Notes on the Director

Carmina director and harpsichordist Vera Kochanowsky is a graduate of the Oberlin and New England Conservatories and holds the Doctor of Musical Arts degree from Stanford University, where she specialized in the performance practices of the 17th and 18th centuries. Dr. Kochanowsky was also the recipient of a Fulbright grant for harpsichord and early music studies in Europe. Her teachers have included John Gibbons, Arthur Haas, George Houle, Alan Curtis and Gordon Murray. Since arriving in the Washington DC area in 1990, Dr. Kochanowsky has been active as a harpsichord soloist, chamber musician and singer, performing with such ensembles as the Bach Sinfonia, Musikanten, the Mount Vernon Orchestra, the Washington Kantorei and Collegium Cantorum.

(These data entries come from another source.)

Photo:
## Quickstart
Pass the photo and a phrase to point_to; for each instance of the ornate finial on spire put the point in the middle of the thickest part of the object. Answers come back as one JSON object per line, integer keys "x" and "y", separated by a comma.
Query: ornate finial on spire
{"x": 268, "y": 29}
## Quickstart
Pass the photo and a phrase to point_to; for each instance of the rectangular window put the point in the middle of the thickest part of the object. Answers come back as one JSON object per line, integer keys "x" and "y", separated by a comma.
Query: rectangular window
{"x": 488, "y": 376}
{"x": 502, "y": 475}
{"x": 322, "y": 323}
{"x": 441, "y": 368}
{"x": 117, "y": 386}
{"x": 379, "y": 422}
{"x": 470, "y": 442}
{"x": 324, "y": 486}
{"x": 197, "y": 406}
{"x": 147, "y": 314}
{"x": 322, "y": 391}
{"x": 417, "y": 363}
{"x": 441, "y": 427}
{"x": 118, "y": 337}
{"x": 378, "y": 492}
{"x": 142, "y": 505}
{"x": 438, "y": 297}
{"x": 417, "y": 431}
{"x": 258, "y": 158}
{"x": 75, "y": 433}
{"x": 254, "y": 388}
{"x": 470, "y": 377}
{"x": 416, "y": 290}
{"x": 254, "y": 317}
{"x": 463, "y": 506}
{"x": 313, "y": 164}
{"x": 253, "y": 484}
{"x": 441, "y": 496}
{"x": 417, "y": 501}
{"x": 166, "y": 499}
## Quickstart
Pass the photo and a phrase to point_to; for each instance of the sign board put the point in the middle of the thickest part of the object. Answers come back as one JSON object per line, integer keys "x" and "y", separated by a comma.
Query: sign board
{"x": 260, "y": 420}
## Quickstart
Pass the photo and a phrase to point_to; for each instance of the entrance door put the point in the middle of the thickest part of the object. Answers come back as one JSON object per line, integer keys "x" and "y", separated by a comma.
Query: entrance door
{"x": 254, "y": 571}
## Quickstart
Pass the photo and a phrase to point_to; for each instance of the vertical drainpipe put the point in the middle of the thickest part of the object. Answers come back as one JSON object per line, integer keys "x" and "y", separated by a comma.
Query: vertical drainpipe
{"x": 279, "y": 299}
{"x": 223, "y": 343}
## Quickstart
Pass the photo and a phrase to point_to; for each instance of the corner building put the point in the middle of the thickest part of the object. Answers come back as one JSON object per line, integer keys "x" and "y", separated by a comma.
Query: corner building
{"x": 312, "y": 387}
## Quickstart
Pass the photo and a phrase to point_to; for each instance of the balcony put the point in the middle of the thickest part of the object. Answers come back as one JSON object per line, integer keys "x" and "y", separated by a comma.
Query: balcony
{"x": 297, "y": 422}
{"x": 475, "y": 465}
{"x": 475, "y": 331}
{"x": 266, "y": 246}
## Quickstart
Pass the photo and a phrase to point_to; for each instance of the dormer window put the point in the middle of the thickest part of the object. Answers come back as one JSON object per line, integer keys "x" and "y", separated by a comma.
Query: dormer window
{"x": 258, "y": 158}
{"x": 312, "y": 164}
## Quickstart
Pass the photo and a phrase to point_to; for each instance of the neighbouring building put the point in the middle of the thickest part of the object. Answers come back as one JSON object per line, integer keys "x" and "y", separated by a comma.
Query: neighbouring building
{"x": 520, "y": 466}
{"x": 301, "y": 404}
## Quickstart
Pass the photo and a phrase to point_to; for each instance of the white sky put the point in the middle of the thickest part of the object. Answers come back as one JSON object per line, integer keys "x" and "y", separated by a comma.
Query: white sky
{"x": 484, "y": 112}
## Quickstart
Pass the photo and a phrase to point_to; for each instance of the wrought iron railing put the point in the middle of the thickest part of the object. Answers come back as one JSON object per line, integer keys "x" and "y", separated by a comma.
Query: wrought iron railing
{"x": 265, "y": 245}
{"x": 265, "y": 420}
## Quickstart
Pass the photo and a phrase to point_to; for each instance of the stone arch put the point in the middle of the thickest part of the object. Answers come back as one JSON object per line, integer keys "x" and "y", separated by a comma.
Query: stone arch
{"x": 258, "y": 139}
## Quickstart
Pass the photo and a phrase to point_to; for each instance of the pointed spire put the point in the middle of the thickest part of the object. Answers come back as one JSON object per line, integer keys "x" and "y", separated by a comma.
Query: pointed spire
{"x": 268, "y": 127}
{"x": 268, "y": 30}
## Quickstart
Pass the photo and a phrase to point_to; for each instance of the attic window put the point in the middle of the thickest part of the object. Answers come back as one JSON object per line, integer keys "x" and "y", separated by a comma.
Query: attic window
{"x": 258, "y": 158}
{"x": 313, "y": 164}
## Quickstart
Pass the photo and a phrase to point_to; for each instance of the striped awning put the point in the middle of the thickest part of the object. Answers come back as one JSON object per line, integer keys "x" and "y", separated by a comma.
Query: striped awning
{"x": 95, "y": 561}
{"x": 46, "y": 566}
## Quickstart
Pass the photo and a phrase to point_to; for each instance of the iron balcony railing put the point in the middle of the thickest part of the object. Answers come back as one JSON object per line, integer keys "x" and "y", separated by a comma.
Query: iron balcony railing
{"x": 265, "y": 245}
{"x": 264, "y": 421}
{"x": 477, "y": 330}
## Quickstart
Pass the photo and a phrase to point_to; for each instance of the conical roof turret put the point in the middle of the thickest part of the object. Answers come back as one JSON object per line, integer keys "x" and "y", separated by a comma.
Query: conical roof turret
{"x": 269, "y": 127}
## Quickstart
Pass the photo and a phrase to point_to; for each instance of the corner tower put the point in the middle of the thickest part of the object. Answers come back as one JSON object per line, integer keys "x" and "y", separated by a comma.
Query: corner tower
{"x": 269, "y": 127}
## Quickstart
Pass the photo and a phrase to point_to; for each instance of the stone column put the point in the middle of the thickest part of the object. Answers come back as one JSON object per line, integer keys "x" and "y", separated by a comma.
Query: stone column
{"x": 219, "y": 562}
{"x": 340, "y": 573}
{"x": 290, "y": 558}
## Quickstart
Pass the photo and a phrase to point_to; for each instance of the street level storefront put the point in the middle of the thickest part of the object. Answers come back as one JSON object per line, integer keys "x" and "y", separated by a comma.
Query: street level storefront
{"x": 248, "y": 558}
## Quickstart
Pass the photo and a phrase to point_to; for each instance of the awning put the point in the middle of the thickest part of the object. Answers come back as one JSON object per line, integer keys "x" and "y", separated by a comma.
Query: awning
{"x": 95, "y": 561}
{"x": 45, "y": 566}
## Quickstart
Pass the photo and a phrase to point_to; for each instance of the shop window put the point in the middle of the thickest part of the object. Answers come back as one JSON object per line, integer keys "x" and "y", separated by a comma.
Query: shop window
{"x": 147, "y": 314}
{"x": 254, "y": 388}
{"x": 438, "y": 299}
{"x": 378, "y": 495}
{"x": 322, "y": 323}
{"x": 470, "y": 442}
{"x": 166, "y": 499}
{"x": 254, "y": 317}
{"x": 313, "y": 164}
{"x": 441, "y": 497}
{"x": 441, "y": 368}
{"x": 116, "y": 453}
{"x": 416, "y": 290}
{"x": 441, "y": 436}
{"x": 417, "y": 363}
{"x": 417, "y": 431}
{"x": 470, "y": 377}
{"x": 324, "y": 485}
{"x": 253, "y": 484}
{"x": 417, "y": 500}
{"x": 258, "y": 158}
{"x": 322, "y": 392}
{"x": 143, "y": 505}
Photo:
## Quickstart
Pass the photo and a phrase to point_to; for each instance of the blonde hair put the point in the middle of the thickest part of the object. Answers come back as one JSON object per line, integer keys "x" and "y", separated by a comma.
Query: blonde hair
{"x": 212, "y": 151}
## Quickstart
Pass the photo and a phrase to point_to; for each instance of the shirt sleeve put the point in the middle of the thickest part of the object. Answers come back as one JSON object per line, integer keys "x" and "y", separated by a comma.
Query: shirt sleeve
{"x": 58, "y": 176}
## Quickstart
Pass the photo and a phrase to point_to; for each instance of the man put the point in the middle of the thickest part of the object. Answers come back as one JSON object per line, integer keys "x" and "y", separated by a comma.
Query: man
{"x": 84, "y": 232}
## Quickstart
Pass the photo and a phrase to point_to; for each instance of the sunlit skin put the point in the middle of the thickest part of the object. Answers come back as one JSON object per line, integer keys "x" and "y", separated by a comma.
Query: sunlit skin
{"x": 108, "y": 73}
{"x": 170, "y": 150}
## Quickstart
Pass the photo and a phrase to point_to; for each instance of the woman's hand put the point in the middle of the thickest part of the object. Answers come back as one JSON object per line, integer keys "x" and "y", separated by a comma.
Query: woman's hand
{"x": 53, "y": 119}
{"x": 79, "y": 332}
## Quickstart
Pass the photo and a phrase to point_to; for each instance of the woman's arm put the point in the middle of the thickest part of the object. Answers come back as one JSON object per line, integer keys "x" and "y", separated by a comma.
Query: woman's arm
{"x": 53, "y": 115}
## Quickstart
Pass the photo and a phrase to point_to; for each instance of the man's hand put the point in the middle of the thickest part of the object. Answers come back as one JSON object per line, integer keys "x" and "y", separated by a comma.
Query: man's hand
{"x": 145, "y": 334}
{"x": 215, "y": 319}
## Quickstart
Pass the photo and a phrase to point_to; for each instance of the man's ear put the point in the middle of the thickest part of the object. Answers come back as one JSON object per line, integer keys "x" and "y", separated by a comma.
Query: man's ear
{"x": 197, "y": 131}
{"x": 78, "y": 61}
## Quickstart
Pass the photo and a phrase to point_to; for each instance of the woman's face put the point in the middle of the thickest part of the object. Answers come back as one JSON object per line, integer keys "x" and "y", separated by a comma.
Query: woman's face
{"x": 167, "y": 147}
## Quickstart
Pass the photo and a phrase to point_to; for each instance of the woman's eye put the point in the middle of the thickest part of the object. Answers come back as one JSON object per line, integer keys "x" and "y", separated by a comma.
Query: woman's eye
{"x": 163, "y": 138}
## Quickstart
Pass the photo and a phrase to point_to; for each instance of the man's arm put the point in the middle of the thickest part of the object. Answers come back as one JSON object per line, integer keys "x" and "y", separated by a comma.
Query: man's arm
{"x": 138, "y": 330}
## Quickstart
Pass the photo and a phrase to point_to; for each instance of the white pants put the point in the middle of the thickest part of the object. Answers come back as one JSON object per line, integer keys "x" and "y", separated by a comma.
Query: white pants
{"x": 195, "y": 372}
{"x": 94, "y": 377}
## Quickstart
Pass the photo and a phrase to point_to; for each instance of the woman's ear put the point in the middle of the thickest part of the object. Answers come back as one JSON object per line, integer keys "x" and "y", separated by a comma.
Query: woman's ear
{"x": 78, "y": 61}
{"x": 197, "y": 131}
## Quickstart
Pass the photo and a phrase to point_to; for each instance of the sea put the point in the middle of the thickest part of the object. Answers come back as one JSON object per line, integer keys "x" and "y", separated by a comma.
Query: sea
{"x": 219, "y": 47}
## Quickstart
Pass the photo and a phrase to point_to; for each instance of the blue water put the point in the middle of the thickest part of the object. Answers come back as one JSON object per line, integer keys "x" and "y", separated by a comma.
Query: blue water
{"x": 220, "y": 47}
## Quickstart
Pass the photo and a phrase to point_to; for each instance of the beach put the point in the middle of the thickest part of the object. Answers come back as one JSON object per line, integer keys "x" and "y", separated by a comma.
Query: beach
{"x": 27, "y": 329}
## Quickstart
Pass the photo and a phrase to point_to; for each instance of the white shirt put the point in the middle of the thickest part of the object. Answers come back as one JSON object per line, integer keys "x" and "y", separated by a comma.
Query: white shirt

Her solo performance at the Phillips Collection was praised by The Washington Post as “a first rate recital... poised, pristine, luxuriant.” She has also made solo appearances at the National Gallery of Art and the Montpelier Cultural Arts Center (winner of the 1995 and 2002 recitalist competition). She has concertized extensively with harpsichordist Thomas MacCracken, and together they have released two CDs: Pour 2 clavecins and A Decade of Duos. In 1997 Dr. Kochanowsky founded the early music vocal ensemble Carmina and she has served as its director since then.